According to the question,
n(C) = 50, n(H) = 50, n(V) = 40
n(C∩H) = 15
n(H∩V) = 20
n(C∩V) = 15
n(C∩H∩V) = 10
No. of students who played at least one game
n(CUHUV) = n(C) + n(H) + n(V) – n(C∩H) – n(H∩V) – n(C∩V) + n(C∩H∩V)
= 50 + 50 + 40 – 15 – 20 – 15 + 10
Total number of students = 100.
Let a denote the number of people who played cricket and volleyball only.
Let b denote the number of people who played cricket and hockey only.
Let c denote the number of people who played hockey and volleyball only.
Let d denote the number of people who played all three games.
Accordingly, d = n (C∩H∩V) = 10
Now, n(C∩V) = a + d = 15
n(C∩H) = b + d = 15
n(H∩V) = c + d = 20
Therefore, a = 15 – 10 = 5 [cricket and volleyball only]
b = 15 – 10 = 5 [cricket and hockey only]
c = 20 – 10 = 10 [hockey and volleyball only]

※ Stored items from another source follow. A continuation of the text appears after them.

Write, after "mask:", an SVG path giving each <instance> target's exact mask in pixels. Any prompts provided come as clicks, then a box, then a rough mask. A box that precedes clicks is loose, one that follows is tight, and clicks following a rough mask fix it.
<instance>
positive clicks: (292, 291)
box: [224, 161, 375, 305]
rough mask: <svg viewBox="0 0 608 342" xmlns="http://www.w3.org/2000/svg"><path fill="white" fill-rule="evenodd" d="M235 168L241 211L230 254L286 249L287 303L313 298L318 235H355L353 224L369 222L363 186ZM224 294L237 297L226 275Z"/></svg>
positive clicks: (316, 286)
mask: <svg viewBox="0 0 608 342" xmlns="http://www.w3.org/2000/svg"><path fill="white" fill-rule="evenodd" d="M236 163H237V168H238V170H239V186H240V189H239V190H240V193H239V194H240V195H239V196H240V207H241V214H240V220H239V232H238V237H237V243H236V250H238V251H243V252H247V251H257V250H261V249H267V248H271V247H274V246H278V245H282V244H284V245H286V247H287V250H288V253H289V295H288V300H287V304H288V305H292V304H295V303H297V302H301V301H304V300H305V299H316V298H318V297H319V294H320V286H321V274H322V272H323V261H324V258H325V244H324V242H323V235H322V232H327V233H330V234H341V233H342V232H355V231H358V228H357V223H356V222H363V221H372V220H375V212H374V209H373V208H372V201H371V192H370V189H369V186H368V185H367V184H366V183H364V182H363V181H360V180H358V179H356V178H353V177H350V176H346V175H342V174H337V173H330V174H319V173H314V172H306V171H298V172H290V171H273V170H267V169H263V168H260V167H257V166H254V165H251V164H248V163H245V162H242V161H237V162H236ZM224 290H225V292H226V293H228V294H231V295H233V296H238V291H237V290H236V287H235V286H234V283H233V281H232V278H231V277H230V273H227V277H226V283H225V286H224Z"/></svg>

No. of students who played only cricket = n(C) – [a + b + d] = 50 – (5 + 5 + 10) = 30
No. of students who played only hockey = n(H) – [b + c + d] = 50 – ( 5 + 10 + 10) = 25
No. of students who played only volley ball = n(V) – [a + c + d] = 40 – (10 + 5 + 10) = 15

Alternatively, we can solve it faster with the help of a Venn diagram.
The Venn diagram for the given information looks like this.

Subtracting the values in the intersections from the individual values gives us the number of students who played only one game.